On Friday, local time, Amazon’s stock fell 0.8%. If it closes lower, it will mark the ninth consecutive trading day of decline, the longest streak since July 2006. The recent decline has exceeded 18%, with a market value shrinking by over $470 billion (IT House note: approximately 32.5 trillion RMB at current exchange rates), and the stock price dropping to its lowest point since May.
This decline is mainly driven by Amazon’s previously announced annual investment plan of $200 billion (approximately 1.38 trillion RMB at current exchange rates), which will be used for data centers, chips, and related equipment construction—significantly higher than market expectations.
Anthony Saglimbene, Chief Market Strategist at Ameriprise, said, “If the scale of spending causes cash flow to turn negative, it will be a clear risk signal. Investors are re-evaluating this.”
The market is increasingly sensitive to the high-intensity investments of tech giants in artificial intelligence.

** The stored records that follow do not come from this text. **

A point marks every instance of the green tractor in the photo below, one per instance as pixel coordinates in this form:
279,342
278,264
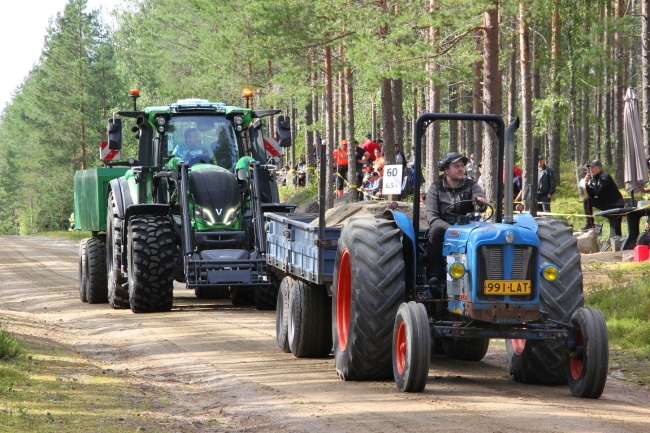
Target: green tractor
189,209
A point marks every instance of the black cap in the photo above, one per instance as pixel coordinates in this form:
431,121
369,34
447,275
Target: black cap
450,158
595,163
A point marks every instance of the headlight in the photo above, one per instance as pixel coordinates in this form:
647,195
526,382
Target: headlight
550,272
456,270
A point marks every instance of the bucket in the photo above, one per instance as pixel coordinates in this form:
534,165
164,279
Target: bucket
641,253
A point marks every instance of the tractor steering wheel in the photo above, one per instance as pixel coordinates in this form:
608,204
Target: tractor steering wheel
485,218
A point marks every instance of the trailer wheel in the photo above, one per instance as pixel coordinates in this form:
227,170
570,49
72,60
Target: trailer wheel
309,321
539,361
82,270
96,284
215,293
242,296
118,287
368,288
151,264
282,314
588,362
411,347
466,349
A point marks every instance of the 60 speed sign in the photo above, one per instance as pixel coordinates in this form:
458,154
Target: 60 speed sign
392,180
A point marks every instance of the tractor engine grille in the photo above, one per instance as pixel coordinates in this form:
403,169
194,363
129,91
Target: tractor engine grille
491,267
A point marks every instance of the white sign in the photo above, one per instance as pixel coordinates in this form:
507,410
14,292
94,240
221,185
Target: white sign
392,179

Microsoft and Alphabet’s stock prices are also under pressure. Amazon, Alphabet, Microsoft, and Meta are expected to have combined capital expenditures of about $650 billion (approximately 4.49 trillion RMB at current exchange rates) by 2026.
Saglimbene pointed out that if the massive investments by tech giants lead to weakened or even negative cash flow, the valuation logic for these companies will change, especially when market volatility or uncertainties in AI development paths arise.
Amazon has declined about 17% this month, potentially marking its largest monthly drop since April 2022. During the same period, the Nasdaq 100 index fell 3.2%.